Israeli Defence Force actions in Gaza, the report noted, involved "varying degrees of negligence and recklessness with regard to United Nations premises and the safety of the United Nations staff and other civilians within those premises, with consequent deaths, injuries and extensive physical damage and loss of property". The report recommended that the U.N. ask for $11 million in reparations from Israel.

Ban Ki-moon had limited the scope of the inquiry board to attacks on U.N. installations, an extremely narrow frame of reference. Other welldocumented incidents of war crimes - including the bombardment of houses, use of civilians as human shields and use of white phosphorus - were beyond the board's purview. Despite its limited scope, however, the board managed to provide detailed evidence of the IDF's human rights violations.

In response to the report, Israeli government spokesman Mark Regev said it was "fundamentally flawed". Meanwhile, Israeli politicians continue to claim that the IDF is "one of the most moral armies in the world".

The authors of the U.N.'s report, on the other hand, believed strongly that the U.N. should not shy away from apportioning blame for the widespread carnage in Gaza. According to the report's summary, the board was "deeply conscious" that Israeli attacks on U.N. installations were "among many incidents during Operation Cast Lead involving civilian victims". The board has recommended that these incidents "should be investigated as part of an impartial inquiry".
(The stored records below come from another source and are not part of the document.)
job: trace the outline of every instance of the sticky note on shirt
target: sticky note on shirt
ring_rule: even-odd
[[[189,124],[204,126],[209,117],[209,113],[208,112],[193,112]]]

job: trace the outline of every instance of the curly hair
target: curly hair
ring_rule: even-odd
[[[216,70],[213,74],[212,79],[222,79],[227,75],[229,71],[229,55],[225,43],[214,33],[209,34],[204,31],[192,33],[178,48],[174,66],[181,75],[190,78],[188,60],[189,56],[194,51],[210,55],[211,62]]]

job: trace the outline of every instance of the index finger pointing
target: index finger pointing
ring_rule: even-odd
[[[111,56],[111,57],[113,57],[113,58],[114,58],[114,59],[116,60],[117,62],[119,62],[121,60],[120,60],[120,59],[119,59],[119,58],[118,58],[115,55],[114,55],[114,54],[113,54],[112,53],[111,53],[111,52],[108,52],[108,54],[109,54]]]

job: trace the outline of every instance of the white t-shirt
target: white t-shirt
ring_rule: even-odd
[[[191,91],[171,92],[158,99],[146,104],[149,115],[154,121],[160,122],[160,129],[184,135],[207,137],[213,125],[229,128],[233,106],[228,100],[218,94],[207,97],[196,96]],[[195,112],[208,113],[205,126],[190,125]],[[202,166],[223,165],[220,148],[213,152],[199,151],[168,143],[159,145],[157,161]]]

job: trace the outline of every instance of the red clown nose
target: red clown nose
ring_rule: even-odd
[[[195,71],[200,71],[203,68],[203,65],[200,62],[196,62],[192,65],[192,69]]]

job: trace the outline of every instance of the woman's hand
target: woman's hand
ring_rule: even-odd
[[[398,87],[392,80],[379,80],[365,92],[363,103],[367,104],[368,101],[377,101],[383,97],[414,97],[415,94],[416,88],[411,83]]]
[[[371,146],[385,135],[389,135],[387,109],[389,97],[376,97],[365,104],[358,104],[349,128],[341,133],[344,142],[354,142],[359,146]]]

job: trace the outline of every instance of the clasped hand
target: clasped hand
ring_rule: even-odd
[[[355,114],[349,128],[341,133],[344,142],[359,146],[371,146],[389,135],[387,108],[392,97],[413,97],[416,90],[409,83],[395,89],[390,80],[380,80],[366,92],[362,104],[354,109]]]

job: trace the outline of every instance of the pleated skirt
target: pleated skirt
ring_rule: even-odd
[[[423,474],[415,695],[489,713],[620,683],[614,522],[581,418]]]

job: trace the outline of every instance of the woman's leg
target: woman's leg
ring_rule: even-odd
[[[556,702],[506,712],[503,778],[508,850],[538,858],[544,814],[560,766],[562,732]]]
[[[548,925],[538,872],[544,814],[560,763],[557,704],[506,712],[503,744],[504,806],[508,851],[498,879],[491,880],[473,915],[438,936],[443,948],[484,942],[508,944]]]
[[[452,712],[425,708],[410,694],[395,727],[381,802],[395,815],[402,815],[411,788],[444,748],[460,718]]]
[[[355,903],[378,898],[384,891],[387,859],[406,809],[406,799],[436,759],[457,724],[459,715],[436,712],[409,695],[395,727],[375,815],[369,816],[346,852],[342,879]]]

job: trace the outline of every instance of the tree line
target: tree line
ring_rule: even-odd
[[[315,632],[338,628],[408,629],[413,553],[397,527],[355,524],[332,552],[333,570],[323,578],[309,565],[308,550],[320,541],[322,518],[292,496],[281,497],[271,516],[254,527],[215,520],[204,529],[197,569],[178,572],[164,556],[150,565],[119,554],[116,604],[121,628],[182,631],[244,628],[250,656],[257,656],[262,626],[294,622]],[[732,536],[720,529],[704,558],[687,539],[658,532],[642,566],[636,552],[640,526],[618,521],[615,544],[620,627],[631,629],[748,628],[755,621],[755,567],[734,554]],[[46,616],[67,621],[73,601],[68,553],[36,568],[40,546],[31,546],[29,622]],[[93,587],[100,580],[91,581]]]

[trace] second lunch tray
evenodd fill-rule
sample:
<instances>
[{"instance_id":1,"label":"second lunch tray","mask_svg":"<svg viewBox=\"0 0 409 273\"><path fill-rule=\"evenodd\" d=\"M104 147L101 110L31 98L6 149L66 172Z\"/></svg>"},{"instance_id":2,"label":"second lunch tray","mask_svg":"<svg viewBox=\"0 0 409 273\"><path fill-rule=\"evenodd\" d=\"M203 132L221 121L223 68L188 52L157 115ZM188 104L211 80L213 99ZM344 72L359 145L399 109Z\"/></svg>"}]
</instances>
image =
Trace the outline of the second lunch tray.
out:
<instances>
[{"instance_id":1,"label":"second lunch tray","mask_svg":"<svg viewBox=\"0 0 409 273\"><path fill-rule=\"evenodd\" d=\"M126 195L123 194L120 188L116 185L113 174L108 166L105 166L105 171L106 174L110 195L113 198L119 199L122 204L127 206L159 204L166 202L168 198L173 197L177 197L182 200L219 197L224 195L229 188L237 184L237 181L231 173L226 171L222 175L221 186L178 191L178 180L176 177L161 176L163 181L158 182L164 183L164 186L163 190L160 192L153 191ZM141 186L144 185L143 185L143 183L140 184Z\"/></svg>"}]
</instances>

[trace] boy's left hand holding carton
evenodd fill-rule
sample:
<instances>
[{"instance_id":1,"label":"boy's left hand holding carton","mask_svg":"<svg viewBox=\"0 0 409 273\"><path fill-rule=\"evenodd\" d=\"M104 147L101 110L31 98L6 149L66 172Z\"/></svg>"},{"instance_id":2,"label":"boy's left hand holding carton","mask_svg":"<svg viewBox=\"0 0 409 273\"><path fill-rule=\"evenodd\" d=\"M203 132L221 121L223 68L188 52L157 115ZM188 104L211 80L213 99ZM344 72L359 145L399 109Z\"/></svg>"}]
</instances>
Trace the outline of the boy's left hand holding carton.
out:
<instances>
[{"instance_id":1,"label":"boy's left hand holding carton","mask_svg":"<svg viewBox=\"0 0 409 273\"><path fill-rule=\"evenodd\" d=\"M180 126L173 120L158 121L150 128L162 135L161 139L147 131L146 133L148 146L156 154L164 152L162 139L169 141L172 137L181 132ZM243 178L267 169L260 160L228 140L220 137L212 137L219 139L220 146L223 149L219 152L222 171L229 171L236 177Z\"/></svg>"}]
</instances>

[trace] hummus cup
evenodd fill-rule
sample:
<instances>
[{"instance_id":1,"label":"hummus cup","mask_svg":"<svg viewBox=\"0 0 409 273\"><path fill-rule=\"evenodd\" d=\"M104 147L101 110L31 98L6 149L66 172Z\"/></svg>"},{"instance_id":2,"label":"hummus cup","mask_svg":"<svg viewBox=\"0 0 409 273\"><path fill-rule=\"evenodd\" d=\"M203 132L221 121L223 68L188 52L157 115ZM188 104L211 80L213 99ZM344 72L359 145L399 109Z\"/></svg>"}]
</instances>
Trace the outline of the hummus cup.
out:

To the surprise of the international community, however, the U.N. Secretary- General announced that he had no plans for a broad-based inquiry into war crimes in Gaza, even before the Security Council had debated the report. Israeli media suggested that Ban Ki-moon bowed to the combined pressure exerted by Israel and the United States while making the decision.

A separate investigation into all human rights violations in Gaza was ordered by the U.N. Human Rights Council (HRC) in January, and members of the investigation will leave for a fact-finding mission in the region soon. It will be headed by the South African jurist Richard Goldstone.

The Israeli government, as expected, has announced that it will not cooperate with the investigation. The U.N. Secretary-General has so far not openly expressed his support for the HRC inquiry.

If the U.S. and Israel act to stall the HRC inquiry or the full public release of the U.N. board of inquiry's report, it would not be the first time. In 1996, Israel and the U.S. succeeded in preventing the publication of a U.N.-commissioned report on the IDF's shelling of a U.N. base in Qana in Lebanon that killed more than 100 civilians taking shelter there. In 2002, strong pressure from Washington and Tel Aviv prevented the U.N. Secretary-General at the time, Kofi Annan, from ordering a Security Council inquiry into the IDF's atrocities in the town of Jenin in the occupied West Bank.